DNA sequence identification

Case provided by IGEM and sponsored by Telelink

Business problem

The goal of this section is the participants in our Datathon to obtain enough understanding about the problem under investigation from business perspective. More precisely answers of the questions have to be provided:
• What is the business problem?
Obtain the complete set of genome traces found in a single food sample, e.g. find out ALL sources of meat that have been used to produce a certain sausage and ALL organisms (or traces of them) that should not be found in the sausage (pathogens, bugs, human).
• Why business needs to solve the problem?
For improved quality control to be utilized in supply chains supervision and health care and protection.
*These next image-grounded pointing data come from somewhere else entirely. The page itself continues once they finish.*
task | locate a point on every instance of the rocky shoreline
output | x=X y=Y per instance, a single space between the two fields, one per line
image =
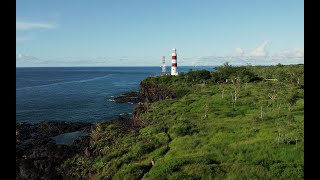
x=38 y=155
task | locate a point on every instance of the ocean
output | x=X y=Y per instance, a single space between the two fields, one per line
x=78 y=93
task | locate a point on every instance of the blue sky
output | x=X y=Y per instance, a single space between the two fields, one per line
x=140 y=32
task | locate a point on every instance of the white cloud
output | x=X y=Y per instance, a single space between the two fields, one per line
x=239 y=52
x=292 y=53
x=23 y=38
x=20 y=25
x=260 y=51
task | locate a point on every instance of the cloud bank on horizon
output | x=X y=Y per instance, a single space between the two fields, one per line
x=257 y=56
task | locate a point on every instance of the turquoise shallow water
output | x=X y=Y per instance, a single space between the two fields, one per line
x=68 y=138
x=77 y=93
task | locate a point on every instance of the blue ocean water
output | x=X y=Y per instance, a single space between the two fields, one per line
x=77 y=93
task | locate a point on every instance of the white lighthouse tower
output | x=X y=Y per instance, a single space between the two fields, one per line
x=174 y=63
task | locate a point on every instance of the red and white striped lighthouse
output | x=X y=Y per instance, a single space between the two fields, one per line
x=174 y=63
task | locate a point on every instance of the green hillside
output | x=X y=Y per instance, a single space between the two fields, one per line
x=250 y=127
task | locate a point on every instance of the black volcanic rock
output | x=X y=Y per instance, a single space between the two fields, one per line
x=37 y=155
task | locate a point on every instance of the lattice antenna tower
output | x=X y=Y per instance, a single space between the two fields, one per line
x=163 y=64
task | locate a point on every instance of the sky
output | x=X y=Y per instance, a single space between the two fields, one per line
x=140 y=32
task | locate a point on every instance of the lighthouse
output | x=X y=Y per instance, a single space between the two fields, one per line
x=174 y=62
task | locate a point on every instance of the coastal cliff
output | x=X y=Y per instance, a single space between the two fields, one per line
x=197 y=125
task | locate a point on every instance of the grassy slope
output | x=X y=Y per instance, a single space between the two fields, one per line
x=200 y=136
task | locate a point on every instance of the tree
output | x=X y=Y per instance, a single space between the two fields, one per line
x=292 y=99
x=235 y=91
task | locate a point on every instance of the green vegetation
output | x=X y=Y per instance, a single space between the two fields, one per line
x=251 y=127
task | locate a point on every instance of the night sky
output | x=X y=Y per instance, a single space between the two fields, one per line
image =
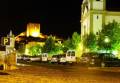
x=58 y=17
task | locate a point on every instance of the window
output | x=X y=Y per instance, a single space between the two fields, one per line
x=97 y=16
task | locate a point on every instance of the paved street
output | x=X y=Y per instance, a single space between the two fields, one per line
x=54 y=73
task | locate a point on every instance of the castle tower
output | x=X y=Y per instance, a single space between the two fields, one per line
x=11 y=37
x=33 y=29
x=92 y=16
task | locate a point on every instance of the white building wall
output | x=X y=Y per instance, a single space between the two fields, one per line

• What are the important problem specifics (from business sight), which have to be accounted for in the solution?
Most of the above mentioned organisms are closely related, hence substantial parts of their genomes are almost or even completely identical.
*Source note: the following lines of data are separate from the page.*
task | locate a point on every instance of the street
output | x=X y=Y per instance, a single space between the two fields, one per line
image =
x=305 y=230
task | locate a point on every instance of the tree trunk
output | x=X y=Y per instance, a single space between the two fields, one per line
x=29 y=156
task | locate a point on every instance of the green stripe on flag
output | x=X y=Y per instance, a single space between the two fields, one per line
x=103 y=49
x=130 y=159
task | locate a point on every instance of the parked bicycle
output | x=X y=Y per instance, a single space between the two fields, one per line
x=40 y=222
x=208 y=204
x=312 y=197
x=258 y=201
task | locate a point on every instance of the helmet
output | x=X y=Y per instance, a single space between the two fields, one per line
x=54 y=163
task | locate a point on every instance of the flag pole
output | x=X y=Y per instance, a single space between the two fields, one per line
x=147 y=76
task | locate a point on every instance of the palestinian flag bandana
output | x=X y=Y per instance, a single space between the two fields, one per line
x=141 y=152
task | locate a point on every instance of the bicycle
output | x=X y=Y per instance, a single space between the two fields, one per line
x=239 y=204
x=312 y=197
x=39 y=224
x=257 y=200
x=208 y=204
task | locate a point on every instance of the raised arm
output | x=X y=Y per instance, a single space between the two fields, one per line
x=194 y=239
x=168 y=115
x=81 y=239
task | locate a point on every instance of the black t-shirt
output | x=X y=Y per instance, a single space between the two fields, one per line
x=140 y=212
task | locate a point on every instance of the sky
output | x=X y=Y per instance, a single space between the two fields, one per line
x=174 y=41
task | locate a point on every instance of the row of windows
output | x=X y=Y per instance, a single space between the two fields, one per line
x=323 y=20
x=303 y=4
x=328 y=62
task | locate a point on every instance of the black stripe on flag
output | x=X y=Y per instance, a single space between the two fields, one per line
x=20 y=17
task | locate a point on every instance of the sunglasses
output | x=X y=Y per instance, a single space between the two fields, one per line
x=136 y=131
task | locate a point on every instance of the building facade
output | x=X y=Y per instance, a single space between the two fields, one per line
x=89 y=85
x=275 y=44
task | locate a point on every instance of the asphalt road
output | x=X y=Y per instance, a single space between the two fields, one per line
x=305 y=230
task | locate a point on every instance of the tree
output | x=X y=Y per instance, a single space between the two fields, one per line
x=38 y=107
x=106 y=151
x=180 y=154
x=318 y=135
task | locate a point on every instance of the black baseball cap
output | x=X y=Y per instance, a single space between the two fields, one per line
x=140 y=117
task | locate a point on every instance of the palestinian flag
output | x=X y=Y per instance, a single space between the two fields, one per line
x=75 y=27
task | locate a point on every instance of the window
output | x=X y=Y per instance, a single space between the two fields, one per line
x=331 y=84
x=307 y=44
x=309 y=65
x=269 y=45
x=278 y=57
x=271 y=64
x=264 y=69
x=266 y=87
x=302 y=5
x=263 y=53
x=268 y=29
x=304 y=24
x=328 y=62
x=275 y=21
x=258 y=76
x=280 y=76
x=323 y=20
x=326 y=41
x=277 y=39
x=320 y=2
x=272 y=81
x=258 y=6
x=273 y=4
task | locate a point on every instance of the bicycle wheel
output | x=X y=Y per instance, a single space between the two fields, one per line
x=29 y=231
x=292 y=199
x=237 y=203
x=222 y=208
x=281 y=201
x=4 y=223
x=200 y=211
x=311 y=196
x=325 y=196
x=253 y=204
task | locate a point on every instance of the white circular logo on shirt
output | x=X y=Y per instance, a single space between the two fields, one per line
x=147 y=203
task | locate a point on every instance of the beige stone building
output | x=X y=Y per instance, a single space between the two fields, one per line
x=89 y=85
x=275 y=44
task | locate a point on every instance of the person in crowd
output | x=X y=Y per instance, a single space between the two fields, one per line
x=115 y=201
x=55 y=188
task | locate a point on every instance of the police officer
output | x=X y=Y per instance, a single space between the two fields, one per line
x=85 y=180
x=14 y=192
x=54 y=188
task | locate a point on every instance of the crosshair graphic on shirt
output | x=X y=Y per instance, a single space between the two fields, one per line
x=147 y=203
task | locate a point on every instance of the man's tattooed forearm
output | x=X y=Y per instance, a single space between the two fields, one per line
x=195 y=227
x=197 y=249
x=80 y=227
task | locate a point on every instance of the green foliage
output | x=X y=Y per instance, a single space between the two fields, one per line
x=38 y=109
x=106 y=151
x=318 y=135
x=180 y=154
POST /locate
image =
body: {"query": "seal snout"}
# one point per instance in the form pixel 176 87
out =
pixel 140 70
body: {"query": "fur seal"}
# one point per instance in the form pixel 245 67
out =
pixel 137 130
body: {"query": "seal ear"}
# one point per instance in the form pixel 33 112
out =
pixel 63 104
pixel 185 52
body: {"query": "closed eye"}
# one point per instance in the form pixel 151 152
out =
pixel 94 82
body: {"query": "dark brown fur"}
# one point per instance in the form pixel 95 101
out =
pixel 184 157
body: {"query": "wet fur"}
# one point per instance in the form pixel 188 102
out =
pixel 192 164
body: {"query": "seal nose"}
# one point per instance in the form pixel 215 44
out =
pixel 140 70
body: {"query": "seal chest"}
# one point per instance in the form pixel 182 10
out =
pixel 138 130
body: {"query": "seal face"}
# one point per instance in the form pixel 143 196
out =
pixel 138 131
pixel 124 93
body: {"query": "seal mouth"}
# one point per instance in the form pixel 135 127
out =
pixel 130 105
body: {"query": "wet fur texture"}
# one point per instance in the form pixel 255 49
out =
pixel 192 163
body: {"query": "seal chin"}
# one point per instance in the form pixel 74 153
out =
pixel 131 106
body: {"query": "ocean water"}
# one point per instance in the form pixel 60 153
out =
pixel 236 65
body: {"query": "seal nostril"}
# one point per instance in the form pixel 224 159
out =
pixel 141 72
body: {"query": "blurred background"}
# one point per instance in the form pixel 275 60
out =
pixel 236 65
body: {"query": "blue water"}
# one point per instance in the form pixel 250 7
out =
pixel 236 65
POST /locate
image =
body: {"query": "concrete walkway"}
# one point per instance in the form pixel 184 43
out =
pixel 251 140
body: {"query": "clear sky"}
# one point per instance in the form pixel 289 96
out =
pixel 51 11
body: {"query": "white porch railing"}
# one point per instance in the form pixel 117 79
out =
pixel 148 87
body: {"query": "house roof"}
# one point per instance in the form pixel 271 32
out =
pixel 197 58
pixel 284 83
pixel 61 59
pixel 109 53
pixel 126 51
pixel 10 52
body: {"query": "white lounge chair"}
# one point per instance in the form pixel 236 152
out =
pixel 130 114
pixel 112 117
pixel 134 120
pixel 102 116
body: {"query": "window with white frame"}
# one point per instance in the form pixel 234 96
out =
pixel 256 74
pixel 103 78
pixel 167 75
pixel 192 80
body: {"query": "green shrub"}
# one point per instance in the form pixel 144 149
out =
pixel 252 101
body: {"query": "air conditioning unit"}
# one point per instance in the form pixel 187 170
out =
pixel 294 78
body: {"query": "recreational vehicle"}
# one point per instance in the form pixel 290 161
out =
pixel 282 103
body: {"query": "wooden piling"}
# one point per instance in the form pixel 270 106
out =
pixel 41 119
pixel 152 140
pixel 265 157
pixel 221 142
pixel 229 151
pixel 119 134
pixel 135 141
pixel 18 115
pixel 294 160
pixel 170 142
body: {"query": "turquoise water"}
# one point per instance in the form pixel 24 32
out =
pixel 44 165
• Are there hypotheses, which have to be investigated and possibly introduced in the solution?
The sample taken was statistically representative, i.e. the ratios between the numbers of genome sequence reads from different organisms are the same as the ratios between the amounts of the respective meet types used to produce the sausage.
• What are the business requirements, which have to be satisfied in order the final result to be satisfactory?
The sequence reads assigned to specific genomes need to be proved with higher than 90% probability.
Practical examples can put additional light on the problem description.